Suspected OBL bodyguard, four others released from Gitmo two days after Paris
Barack Obama is certainly committed to closing the detention facility at Guantanamo Bay, even if it’s still an unpopular idea with everyone else. With Congress repeatedly blocking Obama’s attempts at moving the detainees to US soil, the president instead has decided to keep releasing detainees and emptying as much of the facility as he can. The latest release of five prisoners includes a suspected bodyguard of Osama bin Laden, and comes less than 48 hours after the massive attack on Paris by ISIS:
Five men who have been held for more than 13 years at the U.S. base at Guantanamo Bay, Cuba, have been released and sent to the United Arab Emirates, the Pentagon said Sunday.
The five Yemeni men were accepted for resettlement in the Persian Gulf nation after U.S. authorities determined they no longer posed a threat, the Defense Department said in a statement.
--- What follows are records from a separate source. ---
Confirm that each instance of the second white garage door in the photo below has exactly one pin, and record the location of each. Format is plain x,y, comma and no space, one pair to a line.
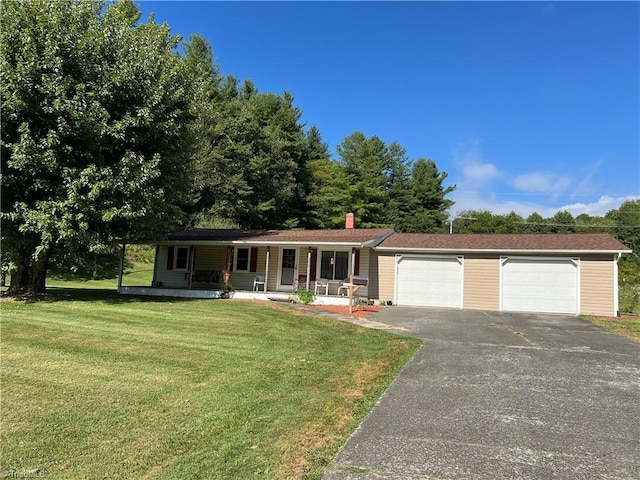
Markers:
540,285
433,281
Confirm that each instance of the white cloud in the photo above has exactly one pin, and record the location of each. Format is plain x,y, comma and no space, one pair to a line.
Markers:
474,171
490,202
598,208
542,182
482,185
478,174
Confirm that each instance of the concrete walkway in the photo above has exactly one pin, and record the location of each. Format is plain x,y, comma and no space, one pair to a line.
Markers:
502,396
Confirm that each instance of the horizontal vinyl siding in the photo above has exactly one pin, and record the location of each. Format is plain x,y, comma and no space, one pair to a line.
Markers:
274,262
169,278
386,263
597,295
481,283
365,258
210,258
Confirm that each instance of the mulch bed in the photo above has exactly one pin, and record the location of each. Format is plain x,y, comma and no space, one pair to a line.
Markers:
359,312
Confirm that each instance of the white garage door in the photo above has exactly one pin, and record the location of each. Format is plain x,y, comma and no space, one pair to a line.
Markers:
540,285
429,281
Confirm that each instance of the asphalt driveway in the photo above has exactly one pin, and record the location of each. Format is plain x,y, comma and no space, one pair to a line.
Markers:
502,396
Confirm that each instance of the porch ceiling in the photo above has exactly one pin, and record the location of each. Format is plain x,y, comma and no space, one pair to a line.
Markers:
352,237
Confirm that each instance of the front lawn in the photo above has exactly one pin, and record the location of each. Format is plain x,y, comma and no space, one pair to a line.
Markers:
96,385
628,325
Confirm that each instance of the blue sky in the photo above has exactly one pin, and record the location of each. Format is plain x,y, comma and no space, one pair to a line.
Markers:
528,106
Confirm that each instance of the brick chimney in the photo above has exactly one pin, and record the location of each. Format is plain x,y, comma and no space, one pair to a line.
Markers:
351,221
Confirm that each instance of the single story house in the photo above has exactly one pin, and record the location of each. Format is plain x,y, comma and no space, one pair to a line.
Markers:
546,273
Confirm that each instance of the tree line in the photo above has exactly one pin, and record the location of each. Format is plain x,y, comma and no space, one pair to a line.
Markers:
115,130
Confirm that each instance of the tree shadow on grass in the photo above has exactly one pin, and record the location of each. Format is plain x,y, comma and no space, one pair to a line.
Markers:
103,295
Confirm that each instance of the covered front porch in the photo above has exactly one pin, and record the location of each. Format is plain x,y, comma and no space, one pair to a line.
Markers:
254,270
235,294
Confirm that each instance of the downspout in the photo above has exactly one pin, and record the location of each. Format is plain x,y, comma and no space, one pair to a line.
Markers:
616,288
120,273
266,273
154,280
308,266
192,257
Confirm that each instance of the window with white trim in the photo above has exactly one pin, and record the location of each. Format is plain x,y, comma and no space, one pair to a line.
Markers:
182,258
242,260
334,264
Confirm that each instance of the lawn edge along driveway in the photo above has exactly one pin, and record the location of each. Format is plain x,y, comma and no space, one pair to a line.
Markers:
96,385
498,396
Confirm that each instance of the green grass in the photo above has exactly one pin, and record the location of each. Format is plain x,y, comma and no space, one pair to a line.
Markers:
629,326
140,274
96,385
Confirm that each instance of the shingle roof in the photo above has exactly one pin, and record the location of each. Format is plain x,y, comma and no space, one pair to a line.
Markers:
569,242
355,236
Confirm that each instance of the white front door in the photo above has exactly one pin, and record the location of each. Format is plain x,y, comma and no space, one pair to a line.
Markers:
288,268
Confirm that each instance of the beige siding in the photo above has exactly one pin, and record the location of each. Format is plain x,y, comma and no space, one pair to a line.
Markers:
481,282
210,257
383,287
597,292
365,259
274,261
169,278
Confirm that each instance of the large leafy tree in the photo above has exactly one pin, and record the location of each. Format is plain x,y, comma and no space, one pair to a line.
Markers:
93,138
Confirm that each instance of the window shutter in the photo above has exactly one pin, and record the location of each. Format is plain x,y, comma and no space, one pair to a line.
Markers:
313,266
170,255
253,260
230,252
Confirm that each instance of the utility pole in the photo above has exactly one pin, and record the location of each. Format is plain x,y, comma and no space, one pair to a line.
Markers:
456,218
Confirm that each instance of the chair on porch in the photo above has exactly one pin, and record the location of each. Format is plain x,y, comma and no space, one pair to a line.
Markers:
343,288
257,281
322,283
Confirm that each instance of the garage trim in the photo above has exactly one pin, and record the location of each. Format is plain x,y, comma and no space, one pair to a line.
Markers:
574,260
400,257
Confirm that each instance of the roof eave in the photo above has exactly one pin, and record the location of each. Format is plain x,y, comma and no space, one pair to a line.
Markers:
262,243
497,250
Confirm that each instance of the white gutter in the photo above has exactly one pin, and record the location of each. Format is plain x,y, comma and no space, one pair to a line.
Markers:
260,243
493,250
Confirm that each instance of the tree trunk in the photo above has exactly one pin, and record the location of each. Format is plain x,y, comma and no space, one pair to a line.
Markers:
30,274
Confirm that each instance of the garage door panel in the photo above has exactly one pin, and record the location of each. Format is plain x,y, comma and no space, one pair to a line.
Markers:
540,285
429,281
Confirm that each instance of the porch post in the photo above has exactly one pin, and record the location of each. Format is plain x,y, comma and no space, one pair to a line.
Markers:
124,247
308,266
192,257
266,273
353,263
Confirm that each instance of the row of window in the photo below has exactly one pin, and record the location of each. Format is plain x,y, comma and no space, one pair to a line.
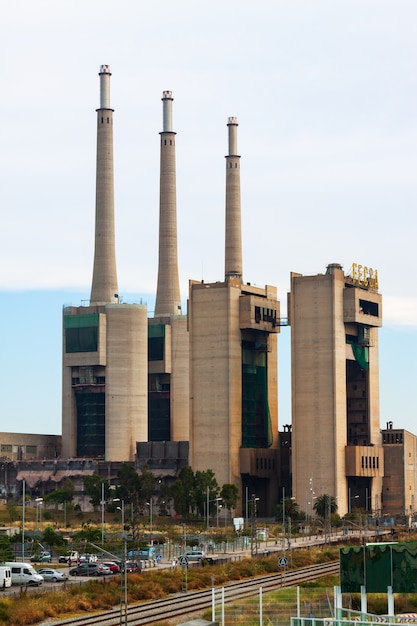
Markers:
268,464
392,438
370,462
8,447
265,315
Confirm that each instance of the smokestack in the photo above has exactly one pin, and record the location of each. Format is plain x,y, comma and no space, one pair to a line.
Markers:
168,300
233,247
104,288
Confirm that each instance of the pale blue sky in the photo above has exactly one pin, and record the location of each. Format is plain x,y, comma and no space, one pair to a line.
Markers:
326,97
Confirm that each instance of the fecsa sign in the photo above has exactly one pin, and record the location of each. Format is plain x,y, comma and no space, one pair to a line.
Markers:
364,276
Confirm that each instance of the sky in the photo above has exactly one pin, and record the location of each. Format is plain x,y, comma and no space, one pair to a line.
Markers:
325,92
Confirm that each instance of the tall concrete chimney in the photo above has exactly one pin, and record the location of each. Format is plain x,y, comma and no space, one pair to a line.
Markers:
168,300
233,247
104,288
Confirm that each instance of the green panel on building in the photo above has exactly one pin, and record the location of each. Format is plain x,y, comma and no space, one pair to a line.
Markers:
379,566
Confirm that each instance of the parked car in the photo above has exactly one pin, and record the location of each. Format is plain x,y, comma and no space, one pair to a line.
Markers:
195,555
88,558
113,567
53,575
132,566
24,574
42,557
90,569
72,557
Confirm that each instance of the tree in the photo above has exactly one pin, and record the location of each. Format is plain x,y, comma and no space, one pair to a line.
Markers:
64,494
93,486
183,492
147,485
51,538
291,510
324,505
205,483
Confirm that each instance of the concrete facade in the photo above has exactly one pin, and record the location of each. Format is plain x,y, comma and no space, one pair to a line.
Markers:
399,493
335,392
24,447
105,377
234,411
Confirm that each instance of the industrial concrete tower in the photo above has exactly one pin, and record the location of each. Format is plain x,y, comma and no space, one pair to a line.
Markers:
168,301
104,406
336,439
104,286
168,394
233,330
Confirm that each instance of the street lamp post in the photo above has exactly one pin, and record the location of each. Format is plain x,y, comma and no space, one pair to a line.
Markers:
149,504
216,500
254,500
123,578
102,513
23,518
350,500
39,502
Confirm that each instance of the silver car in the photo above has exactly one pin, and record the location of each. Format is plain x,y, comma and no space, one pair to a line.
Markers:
52,575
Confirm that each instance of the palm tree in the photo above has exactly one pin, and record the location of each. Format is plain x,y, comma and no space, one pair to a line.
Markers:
325,504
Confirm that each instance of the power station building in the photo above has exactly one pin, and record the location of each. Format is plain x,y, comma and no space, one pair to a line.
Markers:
233,330
336,438
105,365
205,384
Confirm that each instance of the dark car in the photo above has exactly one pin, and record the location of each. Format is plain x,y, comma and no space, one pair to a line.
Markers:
113,567
89,569
132,566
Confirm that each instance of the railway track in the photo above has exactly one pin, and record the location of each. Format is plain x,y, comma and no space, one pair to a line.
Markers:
199,601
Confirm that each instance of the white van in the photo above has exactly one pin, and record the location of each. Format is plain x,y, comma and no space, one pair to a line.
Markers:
5,577
24,574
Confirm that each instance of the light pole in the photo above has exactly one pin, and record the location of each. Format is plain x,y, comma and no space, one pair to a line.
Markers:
350,500
254,500
216,500
39,502
23,518
149,504
102,513
123,578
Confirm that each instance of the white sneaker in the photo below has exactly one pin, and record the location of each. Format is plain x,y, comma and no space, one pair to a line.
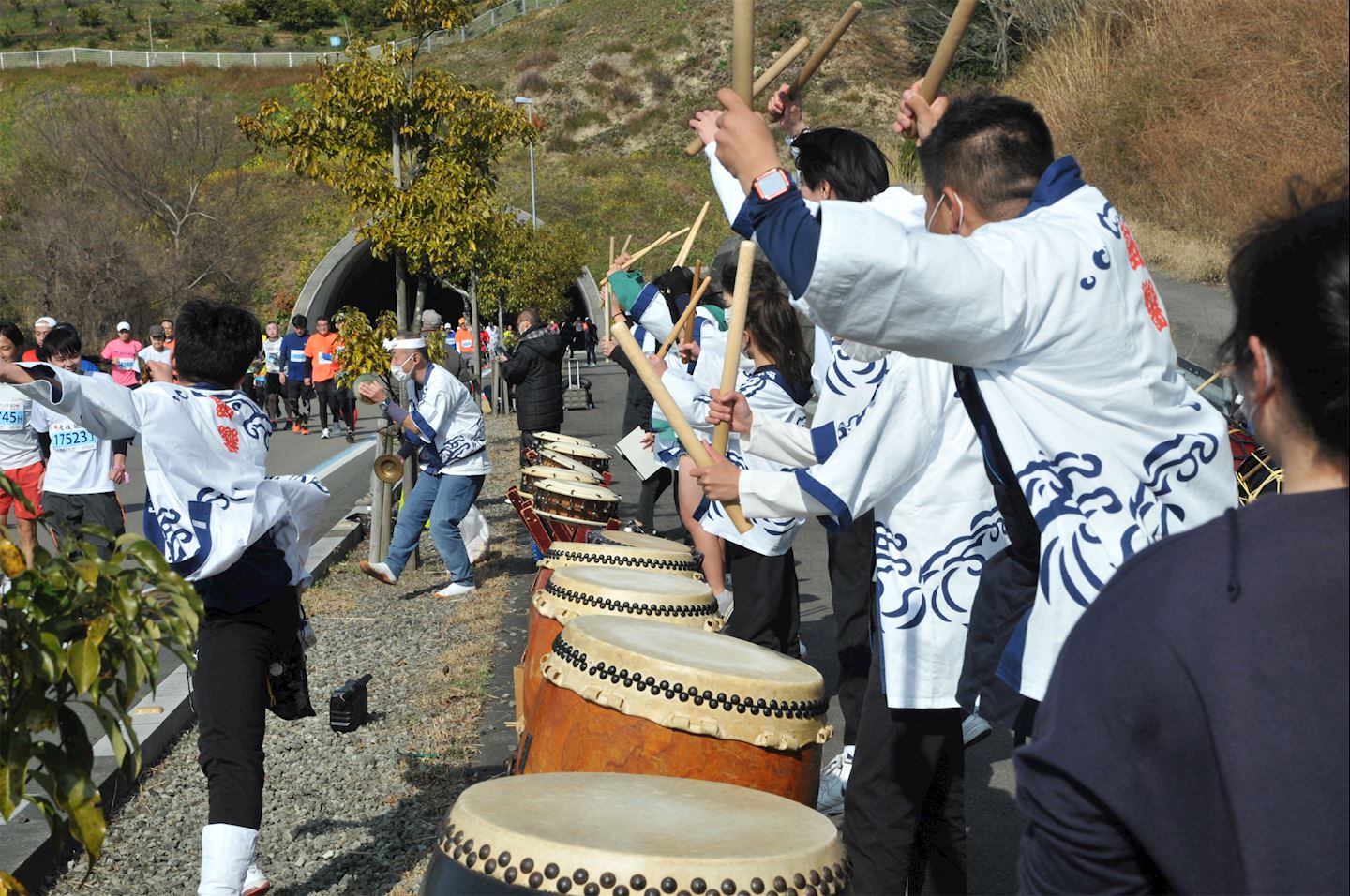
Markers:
255,883
833,783
973,729
380,573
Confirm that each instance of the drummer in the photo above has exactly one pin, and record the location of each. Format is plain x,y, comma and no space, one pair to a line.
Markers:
443,431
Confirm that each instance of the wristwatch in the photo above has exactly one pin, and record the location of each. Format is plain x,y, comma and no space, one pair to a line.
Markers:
772,184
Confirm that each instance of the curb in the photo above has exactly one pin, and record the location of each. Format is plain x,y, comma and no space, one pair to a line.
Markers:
27,850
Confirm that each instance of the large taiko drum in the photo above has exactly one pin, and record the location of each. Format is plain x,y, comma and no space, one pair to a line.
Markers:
592,591
531,475
638,696
586,455
578,502
631,835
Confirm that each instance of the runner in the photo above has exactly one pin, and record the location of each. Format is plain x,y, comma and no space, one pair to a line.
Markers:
123,353
21,450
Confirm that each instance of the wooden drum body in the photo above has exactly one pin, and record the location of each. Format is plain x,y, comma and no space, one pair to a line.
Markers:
638,696
624,592
631,835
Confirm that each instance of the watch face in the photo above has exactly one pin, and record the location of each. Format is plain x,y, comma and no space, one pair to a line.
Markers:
771,184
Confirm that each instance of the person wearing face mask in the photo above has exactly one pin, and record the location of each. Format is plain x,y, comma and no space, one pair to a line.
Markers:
1208,679
82,470
444,435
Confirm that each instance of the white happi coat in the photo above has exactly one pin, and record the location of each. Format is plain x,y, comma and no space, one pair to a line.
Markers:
1068,337
205,451
911,457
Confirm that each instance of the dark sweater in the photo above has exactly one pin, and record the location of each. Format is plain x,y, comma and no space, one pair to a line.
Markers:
534,370
1193,737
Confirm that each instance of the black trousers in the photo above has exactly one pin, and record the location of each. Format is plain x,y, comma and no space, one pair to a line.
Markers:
1005,594
652,488
327,395
766,610
852,560
905,803
230,694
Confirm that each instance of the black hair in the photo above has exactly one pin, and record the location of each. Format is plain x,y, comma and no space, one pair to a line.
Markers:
775,325
849,162
991,147
215,343
62,341
1289,278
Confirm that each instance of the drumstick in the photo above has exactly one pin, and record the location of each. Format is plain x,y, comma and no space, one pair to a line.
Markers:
761,82
689,240
815,61
656,245
730,366
684,318
687,438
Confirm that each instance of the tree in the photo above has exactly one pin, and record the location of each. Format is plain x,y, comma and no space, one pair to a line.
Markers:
412,147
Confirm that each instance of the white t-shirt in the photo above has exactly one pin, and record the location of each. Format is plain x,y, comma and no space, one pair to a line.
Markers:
80,462
19,445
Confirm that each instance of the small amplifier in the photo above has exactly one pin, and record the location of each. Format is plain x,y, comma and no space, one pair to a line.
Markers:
349,708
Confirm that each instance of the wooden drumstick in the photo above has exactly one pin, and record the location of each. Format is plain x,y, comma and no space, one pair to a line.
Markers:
684,319
730,366
683,431
761,82
815,61
689,240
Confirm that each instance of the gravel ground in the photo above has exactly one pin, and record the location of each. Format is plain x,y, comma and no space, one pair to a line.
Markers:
347,813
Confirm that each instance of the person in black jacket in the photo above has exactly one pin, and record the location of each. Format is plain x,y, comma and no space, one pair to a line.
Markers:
534,370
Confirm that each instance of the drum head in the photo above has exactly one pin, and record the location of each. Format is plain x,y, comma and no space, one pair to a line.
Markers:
640,831
690,679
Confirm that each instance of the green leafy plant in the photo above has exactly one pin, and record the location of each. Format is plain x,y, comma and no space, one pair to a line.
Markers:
77,629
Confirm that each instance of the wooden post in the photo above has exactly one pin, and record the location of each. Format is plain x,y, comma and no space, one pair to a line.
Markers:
730,364
687,438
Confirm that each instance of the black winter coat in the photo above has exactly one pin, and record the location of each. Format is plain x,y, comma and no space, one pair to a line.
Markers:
534,370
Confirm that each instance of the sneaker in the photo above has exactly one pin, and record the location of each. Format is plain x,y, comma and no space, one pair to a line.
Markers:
378,571
973,729
833,783
255,883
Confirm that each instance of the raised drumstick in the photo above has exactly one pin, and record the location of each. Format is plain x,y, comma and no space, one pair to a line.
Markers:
730,364
686,435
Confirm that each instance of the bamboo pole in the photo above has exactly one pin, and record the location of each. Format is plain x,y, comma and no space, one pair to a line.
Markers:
763,82
689,240
684,319
730,364
686,435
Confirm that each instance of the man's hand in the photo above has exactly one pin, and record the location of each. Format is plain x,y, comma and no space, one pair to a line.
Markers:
744,143
917,113
788,110
721,481
374,393
732,409
705,125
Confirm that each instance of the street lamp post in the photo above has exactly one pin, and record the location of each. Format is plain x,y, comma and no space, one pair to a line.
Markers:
533,211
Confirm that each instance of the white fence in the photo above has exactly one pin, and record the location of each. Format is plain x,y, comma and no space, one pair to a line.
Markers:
146,60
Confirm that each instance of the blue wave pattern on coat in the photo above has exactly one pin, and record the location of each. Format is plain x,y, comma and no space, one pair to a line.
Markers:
1063,487
944,575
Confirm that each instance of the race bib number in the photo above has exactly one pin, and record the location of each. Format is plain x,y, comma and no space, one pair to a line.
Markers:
12,416
76,439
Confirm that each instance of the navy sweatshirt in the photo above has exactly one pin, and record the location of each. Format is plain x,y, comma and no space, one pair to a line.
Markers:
1193,736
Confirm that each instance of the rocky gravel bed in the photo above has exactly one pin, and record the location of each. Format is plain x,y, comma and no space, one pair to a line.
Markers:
349,813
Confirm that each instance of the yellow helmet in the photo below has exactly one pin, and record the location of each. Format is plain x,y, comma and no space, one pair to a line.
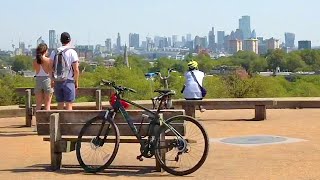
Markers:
193,64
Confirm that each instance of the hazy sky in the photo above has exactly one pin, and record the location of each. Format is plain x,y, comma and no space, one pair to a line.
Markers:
92,21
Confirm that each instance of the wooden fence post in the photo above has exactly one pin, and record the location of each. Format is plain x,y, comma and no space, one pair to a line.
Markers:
98,99
260,112
163,151
28,108
55,137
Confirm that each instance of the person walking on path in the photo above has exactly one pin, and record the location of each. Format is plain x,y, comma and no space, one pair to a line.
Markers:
65,72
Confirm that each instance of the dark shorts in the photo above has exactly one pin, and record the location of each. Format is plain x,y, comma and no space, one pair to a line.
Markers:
65,91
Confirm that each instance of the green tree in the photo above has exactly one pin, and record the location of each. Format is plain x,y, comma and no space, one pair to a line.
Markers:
294,62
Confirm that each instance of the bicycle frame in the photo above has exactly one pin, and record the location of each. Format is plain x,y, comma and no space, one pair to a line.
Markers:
154,121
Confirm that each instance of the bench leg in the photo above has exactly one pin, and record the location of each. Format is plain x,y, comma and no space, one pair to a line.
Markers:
55,137
98,99
190,110
163,153
28,108
260,112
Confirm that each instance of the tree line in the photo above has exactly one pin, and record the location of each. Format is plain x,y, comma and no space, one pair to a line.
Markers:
231,86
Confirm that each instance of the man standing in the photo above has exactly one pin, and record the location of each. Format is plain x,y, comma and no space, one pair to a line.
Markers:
65,72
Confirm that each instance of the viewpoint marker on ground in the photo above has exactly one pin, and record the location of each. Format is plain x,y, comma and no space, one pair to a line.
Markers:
256,140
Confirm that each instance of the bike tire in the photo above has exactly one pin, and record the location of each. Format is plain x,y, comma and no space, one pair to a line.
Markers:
166,130
82,142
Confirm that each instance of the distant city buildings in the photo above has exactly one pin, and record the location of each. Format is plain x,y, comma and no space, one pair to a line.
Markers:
108,45
273,43
220,41
212,40
304,45
226,43
189,38
251,45
39,41
235,46
118,42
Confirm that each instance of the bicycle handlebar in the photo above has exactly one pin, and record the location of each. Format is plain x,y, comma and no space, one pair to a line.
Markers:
118,88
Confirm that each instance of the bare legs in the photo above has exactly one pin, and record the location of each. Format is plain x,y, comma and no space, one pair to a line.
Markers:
43,98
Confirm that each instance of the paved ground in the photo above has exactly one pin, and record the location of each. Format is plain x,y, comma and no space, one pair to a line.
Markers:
23,155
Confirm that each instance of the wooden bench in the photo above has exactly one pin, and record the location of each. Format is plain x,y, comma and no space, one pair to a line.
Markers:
62,127
210,104
91,92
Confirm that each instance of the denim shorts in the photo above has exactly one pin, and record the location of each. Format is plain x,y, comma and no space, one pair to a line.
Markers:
43,85
65,91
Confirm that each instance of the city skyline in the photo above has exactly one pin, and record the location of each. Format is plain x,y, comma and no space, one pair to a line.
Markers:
130,17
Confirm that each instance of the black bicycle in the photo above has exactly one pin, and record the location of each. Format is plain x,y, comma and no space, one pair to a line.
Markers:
167,103
177,153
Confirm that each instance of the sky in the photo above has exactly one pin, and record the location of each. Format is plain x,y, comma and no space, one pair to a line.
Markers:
93,21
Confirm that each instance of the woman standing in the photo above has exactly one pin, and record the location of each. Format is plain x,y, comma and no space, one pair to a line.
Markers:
193,81
43,88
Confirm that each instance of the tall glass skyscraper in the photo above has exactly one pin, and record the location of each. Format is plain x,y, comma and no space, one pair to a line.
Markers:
220,40
52,39
212,39
244,26
118,42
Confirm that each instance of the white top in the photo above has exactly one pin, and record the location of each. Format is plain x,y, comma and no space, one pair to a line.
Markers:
192,89
70,56
41,72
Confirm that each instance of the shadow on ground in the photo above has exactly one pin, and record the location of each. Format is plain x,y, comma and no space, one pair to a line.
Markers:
113,170
213,119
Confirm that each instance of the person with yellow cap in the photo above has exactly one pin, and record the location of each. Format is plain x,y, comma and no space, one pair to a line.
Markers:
193,83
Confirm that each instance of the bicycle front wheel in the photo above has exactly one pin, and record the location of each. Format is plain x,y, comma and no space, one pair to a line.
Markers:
181,155
97,144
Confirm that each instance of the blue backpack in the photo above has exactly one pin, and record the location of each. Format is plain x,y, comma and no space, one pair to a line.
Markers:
61,69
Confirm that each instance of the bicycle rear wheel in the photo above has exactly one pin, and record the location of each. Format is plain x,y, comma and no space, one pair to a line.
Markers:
94,152
181,155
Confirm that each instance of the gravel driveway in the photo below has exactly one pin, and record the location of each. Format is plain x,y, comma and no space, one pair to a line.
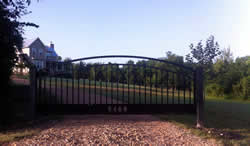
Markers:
113,130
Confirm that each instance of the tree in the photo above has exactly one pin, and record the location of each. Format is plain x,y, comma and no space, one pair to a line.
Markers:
11,31
204,55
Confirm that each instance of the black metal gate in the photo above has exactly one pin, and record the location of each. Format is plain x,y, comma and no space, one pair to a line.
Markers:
148,86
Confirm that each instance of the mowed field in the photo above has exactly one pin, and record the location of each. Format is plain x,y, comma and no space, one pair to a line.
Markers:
63,91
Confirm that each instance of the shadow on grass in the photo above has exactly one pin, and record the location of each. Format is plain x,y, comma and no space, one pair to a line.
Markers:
17,130
227,121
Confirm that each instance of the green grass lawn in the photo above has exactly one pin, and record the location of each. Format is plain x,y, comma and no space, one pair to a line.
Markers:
123,92
226,120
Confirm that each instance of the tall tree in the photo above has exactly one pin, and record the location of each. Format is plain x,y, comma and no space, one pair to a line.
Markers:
11,30
204,55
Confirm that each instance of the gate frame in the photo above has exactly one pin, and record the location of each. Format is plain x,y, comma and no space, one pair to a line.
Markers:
198,83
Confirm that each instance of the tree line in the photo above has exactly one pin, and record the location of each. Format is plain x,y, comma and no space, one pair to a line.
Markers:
224,76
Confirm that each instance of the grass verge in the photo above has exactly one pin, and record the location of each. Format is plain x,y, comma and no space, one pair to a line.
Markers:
24,129
227,121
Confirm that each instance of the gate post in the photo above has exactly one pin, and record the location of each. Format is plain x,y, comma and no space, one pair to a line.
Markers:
199,97
33,88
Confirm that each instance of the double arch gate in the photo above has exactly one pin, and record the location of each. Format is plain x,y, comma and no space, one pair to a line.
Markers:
148,86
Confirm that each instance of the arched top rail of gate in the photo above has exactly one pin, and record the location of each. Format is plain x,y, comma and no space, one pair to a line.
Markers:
131,56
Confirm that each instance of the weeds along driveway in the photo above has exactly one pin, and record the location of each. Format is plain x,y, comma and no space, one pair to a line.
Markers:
113,129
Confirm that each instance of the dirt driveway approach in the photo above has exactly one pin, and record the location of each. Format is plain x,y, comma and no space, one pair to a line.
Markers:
113,130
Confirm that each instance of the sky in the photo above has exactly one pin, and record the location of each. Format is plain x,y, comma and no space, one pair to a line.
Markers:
83,28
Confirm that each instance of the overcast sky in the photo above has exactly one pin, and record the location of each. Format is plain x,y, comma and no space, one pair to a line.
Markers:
82,28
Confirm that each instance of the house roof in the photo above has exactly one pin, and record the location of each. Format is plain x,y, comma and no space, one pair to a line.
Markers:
51,51
28,42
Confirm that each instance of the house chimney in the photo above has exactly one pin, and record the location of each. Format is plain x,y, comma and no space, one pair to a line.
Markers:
52,45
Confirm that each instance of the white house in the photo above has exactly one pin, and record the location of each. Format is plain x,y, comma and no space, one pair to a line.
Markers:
38,53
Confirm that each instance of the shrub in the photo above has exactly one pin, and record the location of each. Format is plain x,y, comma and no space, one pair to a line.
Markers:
237,90
245,82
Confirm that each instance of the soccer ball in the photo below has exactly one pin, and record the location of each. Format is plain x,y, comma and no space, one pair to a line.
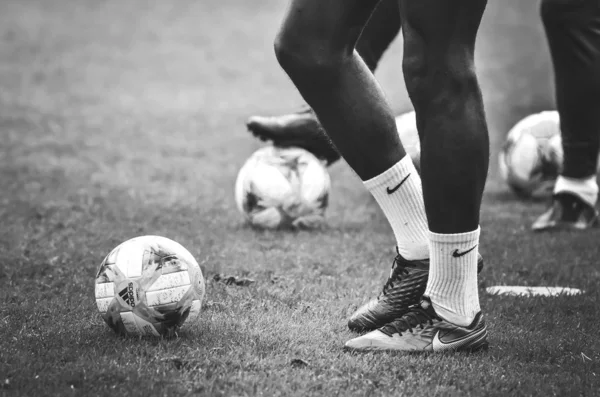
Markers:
282,187
531,157
409,136
149,286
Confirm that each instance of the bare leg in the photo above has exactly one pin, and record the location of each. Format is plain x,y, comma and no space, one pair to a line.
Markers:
439,39
316,48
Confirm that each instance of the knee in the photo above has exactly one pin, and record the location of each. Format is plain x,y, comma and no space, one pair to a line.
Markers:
300,55
439,77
Their release brings the Guantanamo prison population to 107.
The released men, who arrived in the UAE on Saturday, were identified as Ali Ahmad Muhammad al-Razihi, Khalid Abd-al-Jabbar Muhammad Uthman al-Qadasi, Adil Said al-Hajj Ubayd al-Busays, Sulayman Awad Bin Uqayl al-Nahdi, and Fahmi Salem Said al-Asani. All were arrested fleeing the U.S. invasion of Afghanistan following the Sept. 11, 2001, terror attacks.
Most of the five men are described as low-level fighters in American military assessments. Al-Razihi, however, was suspected of being a possible bodyguard to al-Qaida leader Osama bin Laden.
In fact, al-Razihi is still described as a medium-level threat to the US and its allies:
The task force recommended continuing detention for al-Razihi, saying that he had been a bodyguard for Usama bin Laden and that he probably fought against the rebel Northern Alliance prior to the U.S. invasion. The task force also described al-Razihi as a “medium [security] risk [who] may pose a threat to the US, its interests, and allies.”
However, the task force’s recommendation in Razihi’s case was overruled by a parole-like review board that recommended him for transfer.
As Katie Pavlich notes, this move comes not just hours after the Paris attacks, but just days after Congress overwhelmingly passed a defense spending authorization that forbids any resources being used for closing Gitmo. Obama obviously intends this as a signal to Congress over his steadfastness in closing Gitmo. Given the proximity of the release to the attacks in Paris, it looks more like a signal of the Obama administration’s steadfast desire to disentangle itself from the fight against ISIS, a fight that the administration insists needs no changes to its current strategy of pinpricks and wheedling of others to fight instead.
The time to release prisoners in the war on terror is when it has been concluded. That depends in large part on the allies of these terrorists still in detention. We didn’t start the war, and it hasn’t ended; in fact, in the past two-plus years, the Obama administration sat on the sidelines while the threat escalated into a quasi-state, which has expanded into a failed state in Libya created by Obama and Hillary Clinton. We have no obligation to bolster the ranks of those enemies while the fight is escalating, and the signal it sends is one of dangerous weakness and short-sightedness.